Ulrich Herbert beschreibt die Weltwirtschaftskrise von 1929

Am 24. Oktober 1929 brachen die Aktienkurse an der New Yorker Börse ein. Daraus entwickelte sich innerhalb sehr kurzer Zeit eine zunächst auf die USA begrenzte, dann weltweit spürbare Wirtschaftskrise in einer bis dahin nie gekannten Größenordnung und Reichweite.
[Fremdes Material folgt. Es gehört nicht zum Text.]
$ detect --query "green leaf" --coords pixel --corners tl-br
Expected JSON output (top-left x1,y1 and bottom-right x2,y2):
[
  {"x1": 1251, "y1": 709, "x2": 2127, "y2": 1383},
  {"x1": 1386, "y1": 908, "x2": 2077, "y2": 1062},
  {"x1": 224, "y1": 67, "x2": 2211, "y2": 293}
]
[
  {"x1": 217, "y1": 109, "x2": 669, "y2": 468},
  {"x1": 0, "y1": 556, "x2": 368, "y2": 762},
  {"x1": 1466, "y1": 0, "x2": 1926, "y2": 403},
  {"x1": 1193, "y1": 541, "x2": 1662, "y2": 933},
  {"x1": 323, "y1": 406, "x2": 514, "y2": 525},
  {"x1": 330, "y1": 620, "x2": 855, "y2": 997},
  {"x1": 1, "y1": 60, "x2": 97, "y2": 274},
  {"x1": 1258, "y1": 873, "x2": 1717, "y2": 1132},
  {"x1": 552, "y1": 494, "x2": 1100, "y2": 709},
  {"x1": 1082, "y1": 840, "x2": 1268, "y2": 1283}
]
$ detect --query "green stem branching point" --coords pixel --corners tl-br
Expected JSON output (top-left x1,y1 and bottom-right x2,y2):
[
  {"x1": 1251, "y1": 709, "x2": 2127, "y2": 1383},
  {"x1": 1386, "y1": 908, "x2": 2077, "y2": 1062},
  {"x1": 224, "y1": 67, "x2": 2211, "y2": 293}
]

Ulrich Herbert erklärt: „Die kurzfristigen Ursachen für diesen Börsenkrach ließen sich leicht klären: Im Vertrauen auf die Fortsetzung der Hochkonjunktur waren in den USA Spekulationsgelder in großer Höhe vor allem in Industriewerten angelegt und dadurch die Produktionskapazitäten deutlich ausgedehnt worden.“ Als die ersten Anzeichen einer Krise der Überproduktion sichtbar wurden und die Aktienkurse der großen Industrieunternehmen nachzugeben begann, brach unter den Aktionären eine Panik aus. Ulrich Herbert zählt zu den renommiertesten Zeithistorikern der Gegenwart. Er lehrt als Professor für Neuere und Neueste Geschichte an der Albert-Ludwigs-Universität in Freiburg.

Die Krise traf vor allem die großen Industriestaaten

Die Aktionäre versuchten ihre Anteilsscheine möglichst schnell und ohne Verluste zu verkaufen. Das führte zum Zusammenbruch des amerikanischen Aktienmarktes innerhalb weniger Wochen. Die langfristigen Ursachen für diesen Zusammenbruch hingegen wurden erst später deutlich: Zum einen handelte es sich um eine klassische zyklische Überproduktion in den USA, die durch Hochspekulation und einen labil organisierten Banken- und Aktienmarkt begünstigt wurde. Zum anderen hatte sich die zuvor auf Europa ausgerichtete Weltwirtschaft nach dem Kriege auf die USA orientiert.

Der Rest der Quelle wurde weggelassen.